Worker nodes may hang or unresponsive post rootfs/PE image deletion

Symptom

On CSM 1.7 cluster, where compute/UAN nodes are booted with iSCSI SBPS, if any rootfs/PE images are deleted say if some of these images are unused, then worker nodes may hang or become unresponsive due to flood of following messages in the worker nodes dmesg.

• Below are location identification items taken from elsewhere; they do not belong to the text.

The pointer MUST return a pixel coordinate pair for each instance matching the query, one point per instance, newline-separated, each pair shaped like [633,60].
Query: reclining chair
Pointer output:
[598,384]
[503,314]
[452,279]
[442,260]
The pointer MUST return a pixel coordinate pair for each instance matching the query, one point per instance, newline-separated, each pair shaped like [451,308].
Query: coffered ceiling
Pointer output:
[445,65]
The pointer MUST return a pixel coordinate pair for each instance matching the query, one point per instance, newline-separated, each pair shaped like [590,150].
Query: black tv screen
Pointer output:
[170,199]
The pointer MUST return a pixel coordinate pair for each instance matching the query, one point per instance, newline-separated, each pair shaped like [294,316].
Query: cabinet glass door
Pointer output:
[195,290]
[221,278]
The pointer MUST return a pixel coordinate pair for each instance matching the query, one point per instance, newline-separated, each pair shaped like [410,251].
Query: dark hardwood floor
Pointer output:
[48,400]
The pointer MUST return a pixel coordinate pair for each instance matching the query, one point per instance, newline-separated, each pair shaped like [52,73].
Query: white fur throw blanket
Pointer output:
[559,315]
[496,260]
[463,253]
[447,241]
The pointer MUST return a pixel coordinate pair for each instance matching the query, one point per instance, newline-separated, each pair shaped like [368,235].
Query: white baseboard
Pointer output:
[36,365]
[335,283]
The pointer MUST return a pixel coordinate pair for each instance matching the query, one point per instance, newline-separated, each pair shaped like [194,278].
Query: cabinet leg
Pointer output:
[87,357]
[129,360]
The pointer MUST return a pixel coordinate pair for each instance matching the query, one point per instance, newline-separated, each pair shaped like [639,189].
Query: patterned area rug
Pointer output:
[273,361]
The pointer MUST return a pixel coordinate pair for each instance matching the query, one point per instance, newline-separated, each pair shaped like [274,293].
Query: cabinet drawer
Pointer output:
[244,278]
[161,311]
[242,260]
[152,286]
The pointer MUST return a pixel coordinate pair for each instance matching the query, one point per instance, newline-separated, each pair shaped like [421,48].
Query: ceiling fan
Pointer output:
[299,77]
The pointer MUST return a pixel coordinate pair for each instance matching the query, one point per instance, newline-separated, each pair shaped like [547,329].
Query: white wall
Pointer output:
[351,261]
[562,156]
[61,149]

[Fri Nov 7 15:06:12 2025] TARGET_CORE[iSCSI]: Detected NON_EXISTENT_LUN Access for 0x0000000a from iqn.2023-06.csm.iscsi:x1102c5s6b1n0

Root cause

When the rootfs/PE images are deleted, the iSCSI SBPS marshal agent deletes corresponding iSCSI Luns and fileio backing store while it scans IMS/s3 every 180 secs. So once the iSCSI Luns are deleted from the iSCSI target (worker node), the corresponding iSCSI Luns on the iSCSI initiator (compute/UAN) node become stale and iSCSI initiator software looks for corresponding Luns on the iSCSI target (worker) node repeatedly and above flood of messages mentioned in the ‘symptom’ will be seen in the dmesg of worker nodes.

Resolution

To fix this issue, we need to cleanup these stale iSCSI Luns on the iSCSI initiator. Run the script Remove stale iSCSI Luns to delete stale iSCSI Luns from the iscsi initiator(s).